ImageVQAScoreEvaluator
About 491 wordsAbout 2 min
2025-10-15
📘 Overview
ImageVQAScoreEvaluator leverages a BLIP visual question answering (VQA) model to compute a Yes-probability score that quantifies whether an image is aligned with a given textual description, with values in the interval [0, 1].
The core idea is as follows: the textual description is wrapped into an English interrogative prompt of the form “Does this image match the description?”, using "yes" and "no" as candidate answers.
The model is then queried twice with "yes" and "no" as labels, and their respective losses are converted into relative probabilities. The normalized probability assigned to "yes" is taken as the image–text consistency score.
__init__
def __init__(
self,
model_name: str = "Salesforce/blip-vqa-base",
device: str = None,
local_only: bool = True,
):
...init Parameters
| Parameter | Type | Default | Description |
|---|---|---|---|
model_name | str | "Salesforce/blip-vqa-base" | Hugging Face Model ID or local path of the BLIP VQA model; loaded via BlipProcessor / BlipForQuestionAnswering. |
device | str | None | None | Inference device. When None, the operator automatically selects "cuda" if available; otherwise it falls back to "cpu". |
local_only | bool | True | Whether to load model weights strictly from local files. When True, the model is loaded with local_files_only=True (recommended for offline or restricted-network environments). |
run
def run(
self,
storage: DataFlowStorage,
input_image_key: str = "image_path",
input_text_key: str = "text",
output_key: str = "vqa_score"
):
...Parameters
| Parameter | Type | Default | Description |
|---|---|---|---|
storage | DataFlowStorage | — | Dataflow storage object used for reading and writing the DataFrame. |
input_image_key | str | "image_path" | Name of the column containing image paths. |
input_text_key | str | "text" | Name of the column containing textual descriptions (which will be wrapped into English questions). |
output_key | str | "vqa_score" | Name of the output field storing the VQA score (range [0, 1]), representing the model’s probability that “the image matches the description”. |
🧠 Example Usage
from dataflow.utils.storage import FileStorage
from dataflow.operators.core_vision import ImageVQAScoreEvaluator
# 1) Prepare FileStorage (must contain at least image_path and text columns)
storage = FileStorage(
first_entry_file_name="./dataflow/example/test_image_eval/test_image_eval.jsonl",
cache_path="./cache_local",
file_name_prefix="vqa_eval",
cache_type="jsonl"
)
# 2) Initialize the VQA-based evaluator (can be pointed to a local model path)

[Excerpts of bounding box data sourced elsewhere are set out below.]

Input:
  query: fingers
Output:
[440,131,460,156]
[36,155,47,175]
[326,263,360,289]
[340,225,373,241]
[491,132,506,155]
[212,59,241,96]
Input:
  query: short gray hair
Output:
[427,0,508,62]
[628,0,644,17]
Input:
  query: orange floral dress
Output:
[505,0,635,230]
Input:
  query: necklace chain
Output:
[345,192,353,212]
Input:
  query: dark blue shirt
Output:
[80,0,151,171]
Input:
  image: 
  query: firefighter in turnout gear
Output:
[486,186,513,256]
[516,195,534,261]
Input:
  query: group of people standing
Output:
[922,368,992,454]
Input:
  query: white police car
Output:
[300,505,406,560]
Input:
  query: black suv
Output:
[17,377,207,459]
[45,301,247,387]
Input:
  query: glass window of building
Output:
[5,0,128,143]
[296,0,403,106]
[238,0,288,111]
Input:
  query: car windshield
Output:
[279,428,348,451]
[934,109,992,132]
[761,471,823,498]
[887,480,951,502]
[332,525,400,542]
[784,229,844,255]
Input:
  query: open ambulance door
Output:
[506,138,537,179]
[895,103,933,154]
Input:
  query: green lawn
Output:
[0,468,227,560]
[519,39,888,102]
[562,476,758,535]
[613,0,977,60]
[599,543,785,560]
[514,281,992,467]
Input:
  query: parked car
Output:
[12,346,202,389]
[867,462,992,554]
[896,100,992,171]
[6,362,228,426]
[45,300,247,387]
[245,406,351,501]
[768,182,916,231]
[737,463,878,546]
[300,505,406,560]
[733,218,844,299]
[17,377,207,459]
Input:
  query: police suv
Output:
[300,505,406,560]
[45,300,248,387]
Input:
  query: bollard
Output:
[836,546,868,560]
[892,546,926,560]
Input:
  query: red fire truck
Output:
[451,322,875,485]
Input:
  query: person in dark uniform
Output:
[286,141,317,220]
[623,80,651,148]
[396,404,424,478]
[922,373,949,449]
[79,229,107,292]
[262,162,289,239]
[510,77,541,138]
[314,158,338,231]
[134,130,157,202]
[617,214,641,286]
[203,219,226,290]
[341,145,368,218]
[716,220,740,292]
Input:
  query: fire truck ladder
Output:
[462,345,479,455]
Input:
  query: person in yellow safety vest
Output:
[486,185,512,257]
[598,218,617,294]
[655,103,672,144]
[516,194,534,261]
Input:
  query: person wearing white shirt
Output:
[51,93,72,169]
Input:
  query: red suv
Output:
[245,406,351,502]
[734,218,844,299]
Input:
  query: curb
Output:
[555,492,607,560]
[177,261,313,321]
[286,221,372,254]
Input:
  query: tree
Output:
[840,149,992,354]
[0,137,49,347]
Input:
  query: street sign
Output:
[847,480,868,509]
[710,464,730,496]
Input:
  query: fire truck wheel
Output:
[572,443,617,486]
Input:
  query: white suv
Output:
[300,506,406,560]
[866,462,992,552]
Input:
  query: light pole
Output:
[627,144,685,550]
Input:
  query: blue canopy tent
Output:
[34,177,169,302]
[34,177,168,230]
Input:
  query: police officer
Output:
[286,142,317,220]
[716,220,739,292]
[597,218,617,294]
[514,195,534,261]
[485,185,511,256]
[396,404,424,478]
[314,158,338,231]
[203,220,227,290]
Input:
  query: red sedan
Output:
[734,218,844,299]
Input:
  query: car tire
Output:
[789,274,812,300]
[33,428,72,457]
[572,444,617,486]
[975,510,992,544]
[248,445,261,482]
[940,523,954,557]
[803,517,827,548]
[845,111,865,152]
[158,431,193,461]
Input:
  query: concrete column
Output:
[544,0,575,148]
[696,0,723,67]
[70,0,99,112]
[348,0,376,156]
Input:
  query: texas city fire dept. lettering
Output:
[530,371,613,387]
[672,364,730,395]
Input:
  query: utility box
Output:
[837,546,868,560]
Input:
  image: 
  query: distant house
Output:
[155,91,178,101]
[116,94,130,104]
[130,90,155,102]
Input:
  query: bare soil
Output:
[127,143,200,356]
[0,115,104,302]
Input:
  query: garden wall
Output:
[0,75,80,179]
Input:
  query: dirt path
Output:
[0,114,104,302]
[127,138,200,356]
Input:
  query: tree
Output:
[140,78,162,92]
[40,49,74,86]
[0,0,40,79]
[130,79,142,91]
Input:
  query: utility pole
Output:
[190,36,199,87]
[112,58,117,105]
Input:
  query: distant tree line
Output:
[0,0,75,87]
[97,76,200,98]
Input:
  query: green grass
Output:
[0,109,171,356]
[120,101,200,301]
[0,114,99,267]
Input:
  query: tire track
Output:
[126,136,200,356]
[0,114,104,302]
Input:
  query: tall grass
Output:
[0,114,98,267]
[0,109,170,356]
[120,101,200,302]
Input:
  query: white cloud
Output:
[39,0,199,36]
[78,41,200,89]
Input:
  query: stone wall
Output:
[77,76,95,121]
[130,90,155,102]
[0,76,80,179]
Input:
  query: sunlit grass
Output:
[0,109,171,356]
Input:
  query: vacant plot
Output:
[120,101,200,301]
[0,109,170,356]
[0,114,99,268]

evaluator = ImageVQAScoreEvaluator(
model_name="Salesforce/blip-vqa-base",
device=None, # automatically selects cuda/cpu
local_only=True # load from local files only (recommended offline)
)
# 3) Run evaluation: adds vqa_score ∈ [0, 1] for each row
cols = evaluator.run(
storage=storage.step(),
input_image_key="image_path",
input_text_key="text",
output_key="vqa_score"
)
print(cols) # ["vqa_score"]🧾 Default Output Format
| Field name | Type | Default | Description |
|---|---|---|---|
image_path (or the column given by input_image_key) | string | — | Input image path. |
text (or the column given by input_text_key) | string | — | Input textual description. |
vqa_score (or output_key) | float | — | Yes-probability produced by BLIP VQA for the question “Does this image match the description?”, in the range [0, 1]. |
Example Input:
{
"image_path": "1.png",
"text": "The image shows a man and a woman in what appears to be a car."
}Example Output:
{
"image_path": "1.png",
"text": "The image shows a man and a woman in what appears to be a car.",
"vqa_score": 0.774
}